Carrie readily acquiesced, glad to escape the trying situation, and liberal now that she saw a way out. She was elated and began figuring at once. She needed a hat first of all. How Minnie explained to Hanson she never knew. He said nothing at all, but there were thoughts in the air which left disagreeable impressions.

The new arrangement might have worked if sickness had not intervened. It blew up cold after a rain one afternoon when Carrie was still without a jacket. She came out of the warm shop at six and shivered as the wind struck her. In the morning she was sneezing, and going down town made it worse. That day her bones ached and she felt light-headed. Towards evening she felt very ill, and when she reached home was not hungry. Minnie noticed her drooping actions and asked her about herself.

“I don’t know,” said Carrie. “I feel real bad.”

She hung about the stove, suffered a chattering chill, and went to bed sick. The next morning she was thoroughly feverish.

Minnie was truly distressed at this, but maintained a kindly demeanour. Hanson said perhaps she had better go back home for a while. When she got up after three days, it was taken for granted that her position was lost.
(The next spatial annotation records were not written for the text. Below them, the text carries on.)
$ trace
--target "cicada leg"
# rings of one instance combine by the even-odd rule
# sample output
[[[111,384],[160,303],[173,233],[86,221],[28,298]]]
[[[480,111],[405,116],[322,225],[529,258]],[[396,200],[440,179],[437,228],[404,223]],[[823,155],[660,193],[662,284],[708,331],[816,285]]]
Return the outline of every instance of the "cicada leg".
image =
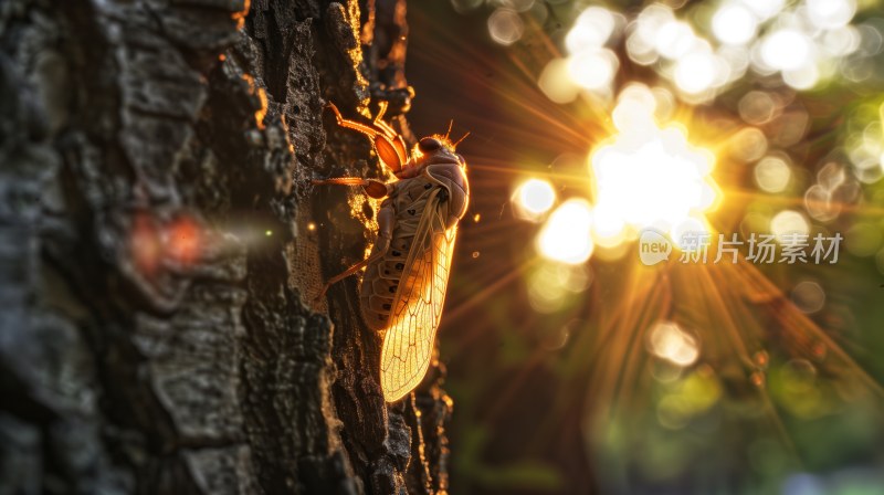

The winter was near at hand, she had no clothes and now she was out of work.

“I don’t know,” said Carrie; “I’ll go down Monday and see if I can’t get something.”

If anything, her efforts were more poorly rewarded on this trial than the last. Her clothes were nothing suitable for fall wearing. Her last money she had spent for a hat. For three days she wandered about, utterly dispirited. The attitude of the flat was fast becoming unbearable. She hated to think of going back there each evening. Hanson was so cold. She knew it could not last much longer. Shortly she would have to give up and go home.